You’ve heard of Tiger Mom. Now meet Toorak Mum.
Real Housewives of Melbourne star Andrea Moss is writing a book offering advice on raising kids and managing nannies.
“I’ve had a lot of women reaching out for me to give them advice,” Ms Moss told the Herald Sun.
Ms Moss, who jokes on the show about living on “Planet Toorak”, wants women not to feel guilty about outsourcing the “daily grind” and hiring nannies.

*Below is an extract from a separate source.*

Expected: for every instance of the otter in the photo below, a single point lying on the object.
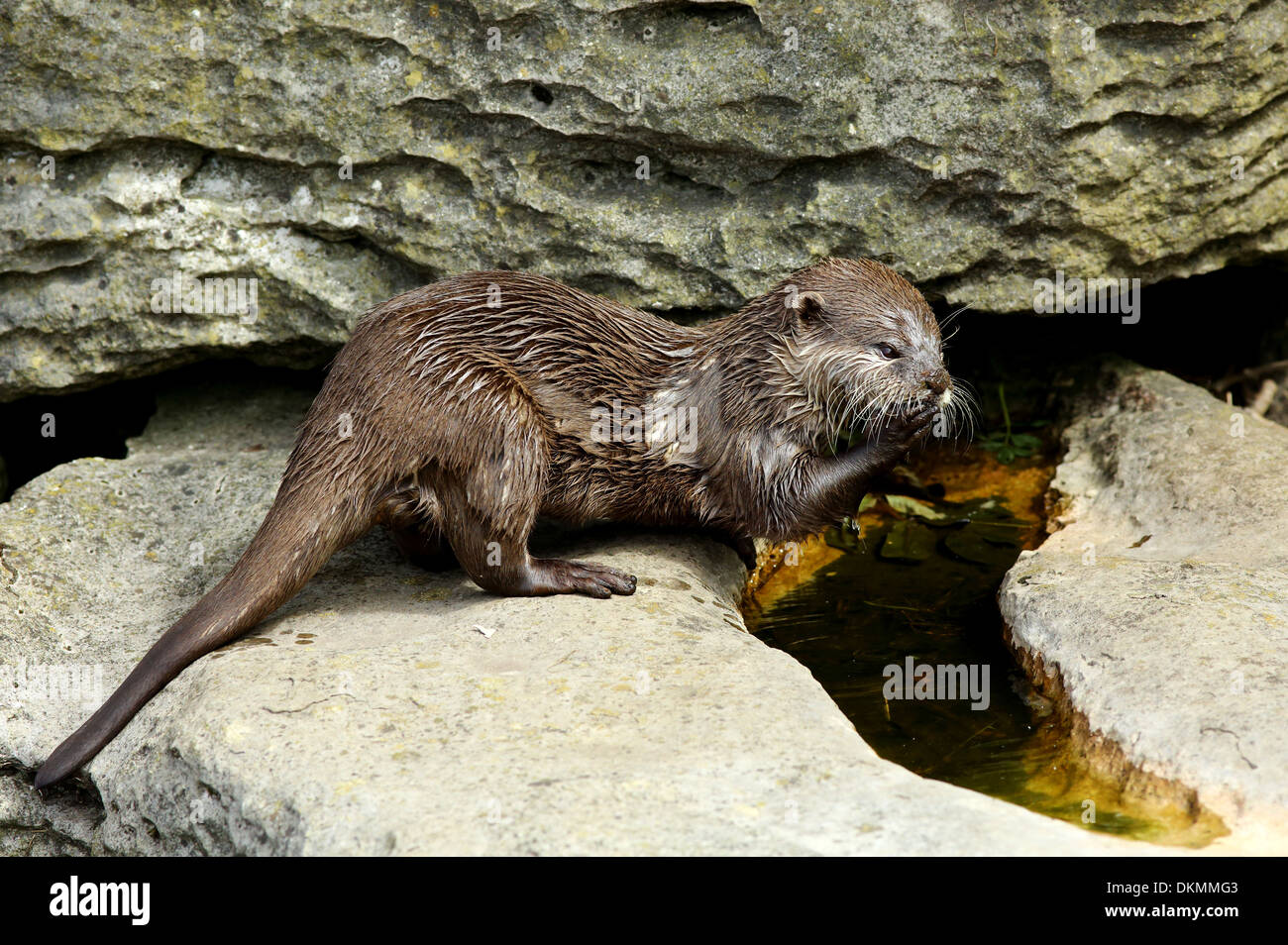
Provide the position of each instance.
(460, 412)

“I take my job seriously; if I don’t turn up to work my staff won’t have a job,” she said.
Ms Moss, who has children aged ten, eight and five with her plastic surgeon husband Chris, advocates setting strict rules for nannies which are all detailed in extensive checklists.
For instance, nannies must seek permission to take the children to the park and must only use the back element on the stove for safety reasons.
Nannies must use the basic “nanny phone” rather than their own iPhones, and must keep a communication journal.
“I am very controlling and you have to be. You have to treat them like an employee. I do want my children to love them — just no kissing on the lips,” she said.
Ms Moss, who runs the Liberty Belle skin clinic, said she hires four or five “happy, positive, intelligent uni students” who come from 3.30pm to 7.30pm four nights a week.
Her parents pick the children up from school.
Ms Moss suggests some parents could pay grandparents as around $10 an hour because it may make them “less likely to be resentful if you are an hour late home”. But her own parents don’t want to be paid.
The book’s working title is A Working Mother’s Revenge, which is a lighthearted way of getting back at those who attack women who work full-time.
“I was told that Andrea Moss doesn’t love her children because I missed a mother’s day breakfast,” she said.
But Ms Moss said she was a “very, very hands on mum”.
“I am the funniest mum. I’ll sit down with them and read a book or have dinner with them while the nanny is in the kitchen tidying up.
“And I don’t have to unstack the dishwasher because the nanny knows how to do her job. If the nanny starts slamming the dishwasher you know it’s time for her to move on,” she said.
Ms Moss admits that “what works for me might not work for everyone” but she hopes her book will “inspire, empower, inform and entertain women”.
Ms Moss will self-publish the book later this year and a substantial amount of the proceeds will go to charity.